Done!
I was close with my guess in the last post. What ended up working was
(let [name (munge (symbol (str (-> env :ns :name) "." (munge (str sym)))))])
For some reason, (name sym) would crash the compiler from the
parse method but it wouldn't from other functions caled from the
parse method. I finally gave up worrying about that and just used
(str sym) instead, since that is guaranteed to be the same in this
case – there is an (assert (not (namespace sym))) just before the
let line. I gave up on worrying about it, but someone who knows
more about the compiler than me might want to try to figure out why
it is.
I also needed to allow names defined in cljs.core but redefined in
another namespace to be called or referred to. This involved
changing the resolve-existing-var function. Again, cljs.core is
hardcoded:
(let [full-ns (if (and (core-name? env sym) (nil? (get-in @namespaces [(-> env :ns :name) :defs sym])))
'cljs.core
(-> env :ns :name))])
I added the second test: it simply asks whether the variable has
been defined in the namespace. If it hasn't, and the variable is
defined in cljs.core, only then is the namespace set to
cljs.core.
Remove the macros
It was also necessary to remove many of the macros from core.clj
in order to redefine the functions that I needed to in my project.
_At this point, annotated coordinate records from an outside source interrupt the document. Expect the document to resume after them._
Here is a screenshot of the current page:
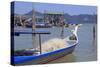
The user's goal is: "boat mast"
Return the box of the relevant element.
[32,3,36,48]
[60,12,64,39]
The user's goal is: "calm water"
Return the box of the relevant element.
[15,24,97,63]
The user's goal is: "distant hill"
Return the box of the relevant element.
[15,11,97,23]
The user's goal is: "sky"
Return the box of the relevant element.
[14,1,97,15]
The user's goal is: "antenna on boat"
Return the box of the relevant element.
[32,3,36,53]
[60,12,64,39]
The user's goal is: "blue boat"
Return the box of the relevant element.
[11,26,78,65]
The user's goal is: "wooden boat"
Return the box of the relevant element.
[11,32,78,65]
[11,43,78,65]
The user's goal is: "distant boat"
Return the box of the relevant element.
[26,22,52,28]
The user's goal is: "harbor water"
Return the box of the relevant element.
[14,23,97,63]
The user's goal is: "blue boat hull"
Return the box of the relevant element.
[11,43,77,65]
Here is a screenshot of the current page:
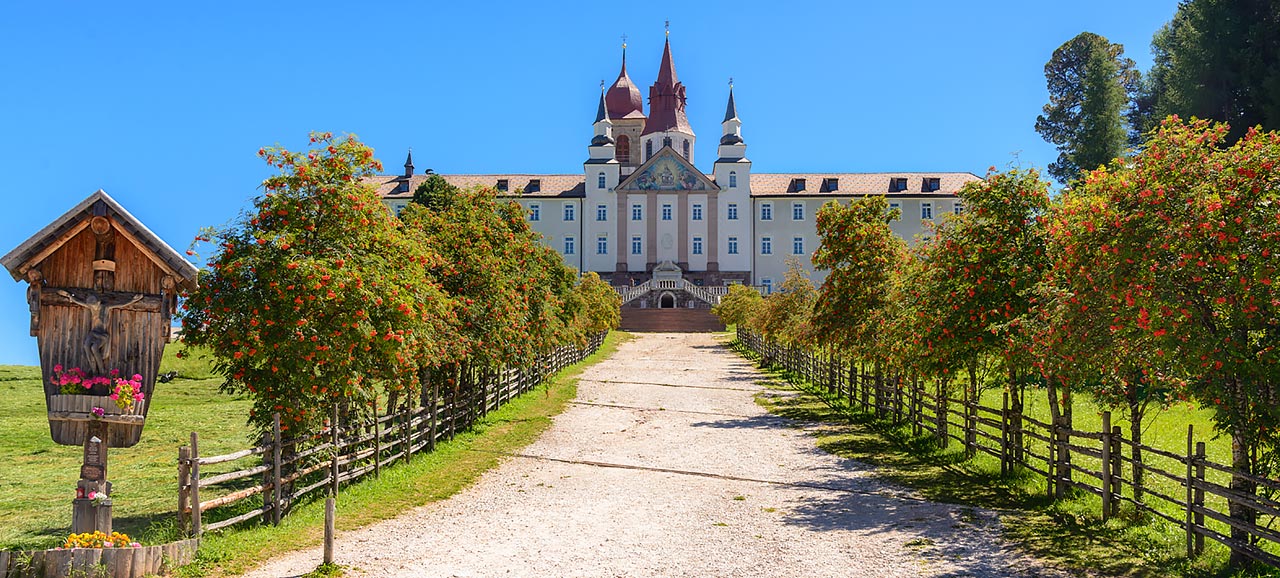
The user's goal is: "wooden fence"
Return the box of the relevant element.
[178,332,605,537]
[737,326,1280,566]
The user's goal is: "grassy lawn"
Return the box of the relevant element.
[0,331,630,575]
[179,331,630,577]
[0,347,248,550]
[726,338,1280,578]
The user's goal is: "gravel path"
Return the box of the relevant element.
[240,334,1062,577]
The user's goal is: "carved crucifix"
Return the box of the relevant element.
[58,289,146,375]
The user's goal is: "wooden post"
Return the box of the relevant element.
[1185,423,1196,558]
[191,432,205,538]
[1098,412,1111,522]
[329,404,342,496]
[324,497,337,564]
[1192,441,1204,555]
[374,395,383,478]
[179,445,191,534]
[1000,390,1009,476]
[271,413,284,526]
[1111,426,1124,514]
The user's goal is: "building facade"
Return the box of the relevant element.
[378,38,978,297]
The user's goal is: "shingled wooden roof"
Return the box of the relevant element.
[0,189,198,289]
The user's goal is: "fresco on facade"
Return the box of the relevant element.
[627,156,708,191]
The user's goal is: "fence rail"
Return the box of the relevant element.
[178,332,605,537]
[737,326,1280,568]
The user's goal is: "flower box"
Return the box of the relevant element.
[49,394,150,448]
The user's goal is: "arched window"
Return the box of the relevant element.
[613,134,631,162]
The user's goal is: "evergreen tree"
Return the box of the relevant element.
[1138,0,1280,139]
[1036,32,1140,183]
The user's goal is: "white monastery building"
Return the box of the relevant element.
[376,38,978,308]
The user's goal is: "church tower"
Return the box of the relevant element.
[640,31,694,164]
[604,36,645,174]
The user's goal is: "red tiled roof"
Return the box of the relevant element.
[369,174,586,198]
[751,173,980,197]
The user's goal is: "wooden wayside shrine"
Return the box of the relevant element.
[0,191,197,533]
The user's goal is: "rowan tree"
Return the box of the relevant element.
[1065,116,1280,563]
[182,133,454,430]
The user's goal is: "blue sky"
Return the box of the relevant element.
[0,0,1176,363]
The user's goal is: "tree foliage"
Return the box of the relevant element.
[1036,32,1140,183]
[183,133,457,428]
[1135,0,1280,141]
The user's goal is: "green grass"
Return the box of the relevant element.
[179,331,630,577]
[0,347,250,550]
[739,337,1280,578]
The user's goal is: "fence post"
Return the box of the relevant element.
[1000,390,1009,476]
[189,432,205,538]
[1111,426,1124,514]
[271,413,284,526]
[329,404,340,497]
[1185,423,1196,558]
[178,445,191,536]
[1193,441,1204,555]
[374,395,383,478]
[1098,412,1111,522]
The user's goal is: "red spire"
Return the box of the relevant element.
[604,45,644,119]
[644,37,694,134]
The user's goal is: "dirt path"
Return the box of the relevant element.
[241,334,1057,577]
As I noted earlier, my project is to implement rationals in
Clojurescript, so I need to redefine most of the functions that work
with numbers. (At least, that is the way I am implementing it --
there may be a better way that I don't know about.) Many of these
functions were implemented twice: once as a macro in core.clj and
once as a function in core.cljs. I am obviously biased towards
being able to redefine these functions, so I think the macros should
be removed, but at least one of the implementations is redundant.